この新しい生成AIモデルは、AIの領域における重要な進歩を象徴している。このモデルはTransfomerと回帰型ニューラルネットワーク(RNN)の両方のアーキテクチャを統合した、ハイブリッドとして機能している。さらに、このモデルは、複数の言語とソースからの100億以上のトークンからなる多様なデータセットでトレーニングされている。
SenseTimeによると、SenseNova 5.0は10TBを超えるトークンの訓練を受け、大量の合成データをカバーしたという。
このモデルは、推論中に約20万のコンテキストウィンドウをカバーするためにMoE(Mixture of Experts)アーキテクチャを採用し、その有効性を高めている。主な改良点は、知識、数学、推論、コーディング機能である。
SenseNova 5.0の優れた性能はOpenAIのGPT-4に匹敵し、その高度な学習最適化技術により、大量のデータを効率的に処理することが可能だ。このため、より正確なアウトプットを生成し、さまざまな業界にアプリケーションを提供することが出来る。
「AGIの時代において、データ、アルゴリズム、コンピューティングパワーの3つの要素は新たな進化を遂げつつあります。モデルパラメーターの数は指数関数的に増加し、データ量はマルチモダリティの導入により大量に増加するため、コンピューティングパワーに対する需要が急増し続けるでしょう」と、SenseTimeの会長兼CEOであるXu Li博士は公式声明の中で述べている。
Xu博士は、同社がAGI時代のインフラをSenseCoreで構築し、その基盤モデルを“絶え間ない更新、日々の更新、さらなる更新”を意味する、“SenseNova”と名付けたことを強調した。「モデルの反復速度と問題解決能力を継続的に更新し、AGIの可能性をさらに広げていきたい」と、Xu博士は述べている。
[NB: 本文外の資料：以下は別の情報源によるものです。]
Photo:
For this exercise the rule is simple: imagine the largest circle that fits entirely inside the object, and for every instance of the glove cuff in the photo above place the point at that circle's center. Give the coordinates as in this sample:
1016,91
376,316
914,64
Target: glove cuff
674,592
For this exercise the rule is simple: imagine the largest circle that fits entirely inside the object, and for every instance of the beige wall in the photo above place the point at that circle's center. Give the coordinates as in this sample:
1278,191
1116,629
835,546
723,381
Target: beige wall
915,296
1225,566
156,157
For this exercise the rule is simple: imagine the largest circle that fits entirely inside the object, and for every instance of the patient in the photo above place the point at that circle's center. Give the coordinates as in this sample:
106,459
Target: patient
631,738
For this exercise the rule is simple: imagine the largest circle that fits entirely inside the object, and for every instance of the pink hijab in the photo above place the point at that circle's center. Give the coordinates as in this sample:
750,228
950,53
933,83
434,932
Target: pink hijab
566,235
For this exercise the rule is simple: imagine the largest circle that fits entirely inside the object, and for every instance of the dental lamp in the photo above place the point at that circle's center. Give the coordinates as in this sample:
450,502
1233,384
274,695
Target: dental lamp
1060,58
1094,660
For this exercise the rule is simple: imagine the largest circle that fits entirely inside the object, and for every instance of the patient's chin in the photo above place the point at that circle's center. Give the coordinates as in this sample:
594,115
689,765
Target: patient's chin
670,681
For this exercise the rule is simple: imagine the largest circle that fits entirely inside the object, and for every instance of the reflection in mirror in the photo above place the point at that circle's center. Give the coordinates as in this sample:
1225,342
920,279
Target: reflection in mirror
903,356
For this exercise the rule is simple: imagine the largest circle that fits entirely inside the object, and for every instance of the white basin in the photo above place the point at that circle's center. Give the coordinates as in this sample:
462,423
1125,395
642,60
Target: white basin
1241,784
SenseTimeの共同設立者であり、チーフ・サイエンティストであるWang Xiaogang教授は、AGIは強力な基礎モデルに基づく新たな研究パラダイムを生み出し、強化学習と人間のフィードバックによって新たな能力を引き出し、その結果、オープンエンドなタスクを効率的に解決することができると述べた。「AGIは、“データのフライホイール”から“知恵のフライホイール”へと進化し、最終的には人間と機械の共生につながるでしょう」と、Wang教授は述べている。
Wang氏は、SenseTimeはフルスタックの基盤モデル研究開発システムを確立し、複数の産業におけるアプリケーションを開発してきたと主張した。「シナリオの多様性、タスクの複雑さ、データの豊富さはすべて、我々の基礎モデルの能力と可能性を示しています」と、述べている。